La quête de Vitalliance devrait bientôt s’achever. L’entreprise de services à la personne, qui fédère sous sa bannière 8 000 salariés et 146 agences, cherche un nouvel actionnaire minoritaire en compagnie de la banque d’affaires Cambon Partners, comme l’avait déjà évoqué l’Informé. Selon nos informations, les débats tournent au duel entre deux fonds, Parquest Capital et Kartesia. Un troisième financier, Andera Partners, s’était lui aussi qualifié pour la deuxième phase des enchères au travers de sa gamme de fonds « Mid-Cap », mais est finalement sorti du dossier.
Les deux prétendants ont des profils sensiblement différents. Parquest Capital est un acteur français des LBO, qui a d’abord été une filiale de la banque néerlandaise ING avant de prendre son indépendance il y a dix ans. Il a par exemple investi dans des entreprises comme le spécialiste de l’épargne salariale Eres, le façonnier pharmaceutique Unither, la marque de literie Tediber ou encore l’agence d’intelligence économique Adit. L’investisseur avait déjà tenté d’entrer au capital de Vitalliance lors de la précédente recomposition du capital, en 2020… Mais un autre fonds, Isai (aujourd’hui plutôt sortant) lui avait été préféré. « Parquest voulait s’assurer un certain nombre de droits dans la gouvernance, et cela avait joué en sa défaveur », se souvient un banquier.
De son côté, Kartesia est plutôt à ranger dans la catégorie des investisseurs spécialistes de la dette privée. S’il vient de lever un véhicule de 1,8 milliard d’euros amené uniquement à fournir des prêts (typiquement pour des opérations de LBO), le gérant a aussi une autre gamme de fonds à la stratégie plus flexible (dite « sponsorless »). Ces derniers fonds peuvent prendre des participations au capital parfois significatives en complément d’un investissement plus important en obligations (en général assorties de bons de souscriptions d’actions). C’est par l’intermédiaire d’un fonds de ce type qu’intervient Kartesia dans le dossier Vitalliance.
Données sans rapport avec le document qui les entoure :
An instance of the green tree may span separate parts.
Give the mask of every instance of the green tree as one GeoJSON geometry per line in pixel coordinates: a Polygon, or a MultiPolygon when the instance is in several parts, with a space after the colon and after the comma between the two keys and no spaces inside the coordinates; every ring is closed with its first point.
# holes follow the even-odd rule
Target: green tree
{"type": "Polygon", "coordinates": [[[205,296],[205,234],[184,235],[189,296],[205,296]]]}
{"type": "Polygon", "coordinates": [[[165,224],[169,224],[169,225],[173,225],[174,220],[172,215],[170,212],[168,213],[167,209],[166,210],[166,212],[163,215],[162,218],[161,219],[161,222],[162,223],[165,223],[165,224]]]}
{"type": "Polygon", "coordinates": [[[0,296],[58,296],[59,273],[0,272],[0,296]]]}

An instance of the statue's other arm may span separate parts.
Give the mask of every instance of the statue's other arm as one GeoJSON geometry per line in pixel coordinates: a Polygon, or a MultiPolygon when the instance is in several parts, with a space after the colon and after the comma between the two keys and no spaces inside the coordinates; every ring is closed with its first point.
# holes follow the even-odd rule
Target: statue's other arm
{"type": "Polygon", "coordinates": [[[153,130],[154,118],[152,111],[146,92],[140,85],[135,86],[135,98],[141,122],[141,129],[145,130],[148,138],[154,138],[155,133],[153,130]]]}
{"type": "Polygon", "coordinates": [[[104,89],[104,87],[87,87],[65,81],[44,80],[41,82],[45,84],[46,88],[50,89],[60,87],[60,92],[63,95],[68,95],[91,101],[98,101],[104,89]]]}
La recomposition du capital de Vitalliance s’accompagnera de mouvements importants à la tête de l’entreprise - qui totalise un chiffre d’affaires de l’ordre de 100 millions d’euros pour un Ebitda qui serait compris entre 20 et 25 millions d’euros. Son PDG Amir Reza-Tofighi s’apprête à renoncer à ses fonctions opérationnelles dans la société. S’il se refuse à tout commentaire sur les négociations en cours, le dirigeant explique à l’Informé qu’il conservera uniquement la présidence du groupe, un directeur général étant en cours de recrutement.
Celui qui est aux manettes depuis 2018 entend se mobiliser toujours plus dans les milieux patronaux, lui qui va briguer la succession de François Asselin à la tête de la Confédération des petites et moyennes entreprises (CPME) en janvier 2025. Amir Reza-Tofighi est déjà très impliqué dans l’organisation patronale, puisqu’il siège à son comité exécutif et préside sa commission innovation. Il a aussi présidé de 2016 à 2022 la Fédération française de services à la personne et de proximité (Fedesap), affiliée à la CPME.